# Thunderbird 400 Launchers



## Mike Smith (Mar 24, 2005)

Anybody else had problems with Thunderbird launchers? I just sent two of em back for repair. Cost me $128.00


----------



## Misty Marsh (Aug 1, 2003)

Was the problem a no fire when it is really hot and humid?


----------



## Mike Smith (Mar 24, 2005)

It was at different temperatures. I repaired one once, the other one twice after talking to Etchmark. The problem was if you took the turntable off they would fire every time. Put the turntable back on and it was erratic. Temperature and humidity didn't seem to matter because when one was working it would fire every time and the other one would fail. Very frustrating when setting your dog up for double and one fails.


----------



## Misty Marsh (Aug 1, 2003)

Supposedly it's a situation where the venturi that takes in the atmospheric air that's mixed with the gas cannot get enough taken in when it's really hot or humid. The reason that it works with the turntable off is the extra air that gets into the housing.


----------



## cchristopher (Jun 21, 2005)

*new launcher*

They should not have discontinued the Max 5000 we never had problems with them.Etch marc is making alot of people mad these days.They came out with the 7000 and everyone jumped on it,ok unit but now you are left out in the cold.Its just a matter of time when these will go away and you will be stuck again.Buying an etch marc is like buying a pc it will be usless in 2 years.If I were doing it all over I would buy bb.Thanks


----------



## Misty Marsh (Aug 1, 2003)

I think that with any new product there can be some growing pains. This unit does offer more convieniece than the maxx's with the one gas, no valves, and prolonged mix without charge loss. I realize what your saying about model changes, but I think that the changes were for the good overall, but after this "glitch" hopefully it will be a reliable peice of training equiptment.


----------



## Mike Smith (Mar 24, 2005)

Got my Launchers back back thoroughly tested them with Mapp and Propane gas cylinders. Never missed once and left them the fire postition for over 5 minutes. Fired every time I hit the button. I think they got it fixed. They drilled about six holes in the case. 
One word about Dogtra release systems. I left my transmitter on the top of my tool box and went back this morning to find it. Found the pieces of it in various places in the the road. 
Put it back together except for the selector dial which was destroyed!
Turned on the the launchers and found which one it was left on and it fired it!!!!


----------



## Chad Wilson (Feb 5, 2003)

I was having trouble with mine using the blue bottled propane. I switched to MAPP gas and have yet to have a misfire.

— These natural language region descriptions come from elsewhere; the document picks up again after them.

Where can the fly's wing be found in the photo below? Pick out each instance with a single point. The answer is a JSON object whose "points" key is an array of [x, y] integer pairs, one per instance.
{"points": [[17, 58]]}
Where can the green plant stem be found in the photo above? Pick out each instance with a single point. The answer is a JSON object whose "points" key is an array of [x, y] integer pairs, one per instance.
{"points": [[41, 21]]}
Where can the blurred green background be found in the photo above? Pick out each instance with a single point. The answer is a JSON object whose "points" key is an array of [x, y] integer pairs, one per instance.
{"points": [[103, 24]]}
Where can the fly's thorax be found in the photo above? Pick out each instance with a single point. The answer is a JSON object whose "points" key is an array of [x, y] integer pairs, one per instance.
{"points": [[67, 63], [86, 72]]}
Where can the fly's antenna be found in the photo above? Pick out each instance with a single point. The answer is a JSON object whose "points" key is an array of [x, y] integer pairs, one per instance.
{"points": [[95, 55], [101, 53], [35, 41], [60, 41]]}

I think the Alabama summer heat and humidity played a big role in this.

I could not be more pleased with my launchers at this time, now that I have switched to MAPP gas.

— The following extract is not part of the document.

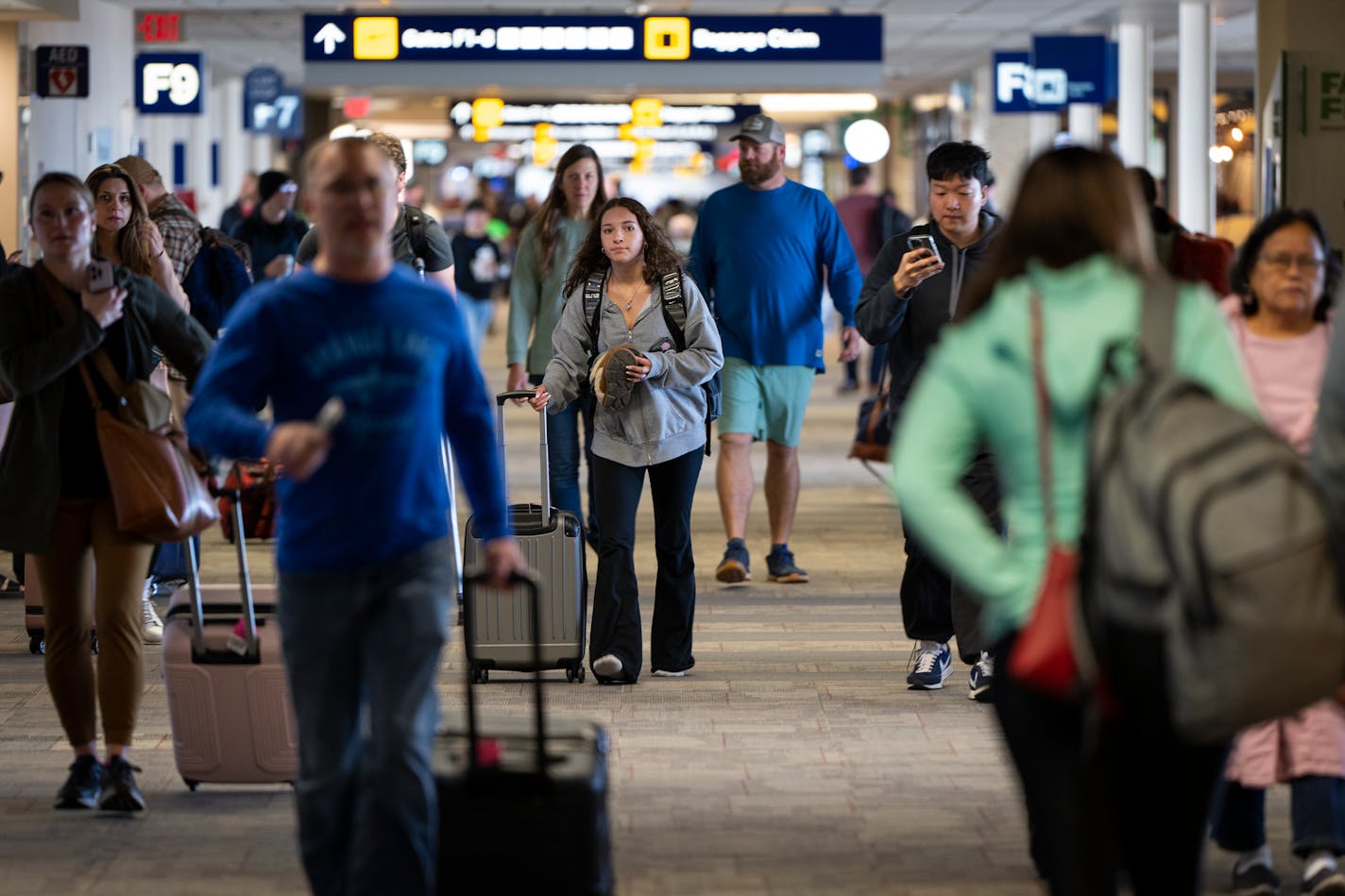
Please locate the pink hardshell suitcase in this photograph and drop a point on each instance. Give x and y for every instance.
(228, 696)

Where did they drill your new holes?


----------



## DL (Jan 13, 2003)

Anybody notice the distances varying from one shot to the next? I haven't used mine very much yet, but it seemed like sometimes it shot further than other times. One of the purposes, I had planned for mine, was cheating singles where I would need an accurate rethrow.


----------



## Kim Moses (Sep 19, 2003)

*Thunderbird*

We had a grup of 10 people for a big test setup this past weekend.We used the thunderbird 12 shooter it was a, cool non humid day 71 was the temp. We had all kinds of problems. It would not shoot the bumper just give a loud shot. It would work one time out of four shoot. If we had to do it over again this is a product we would not purchase again. The three Bumper Boys worked every time.


----------



## jbthor (Feb 11, 2005)

doesnt etchmark have a 90 day trial period on their products?


----------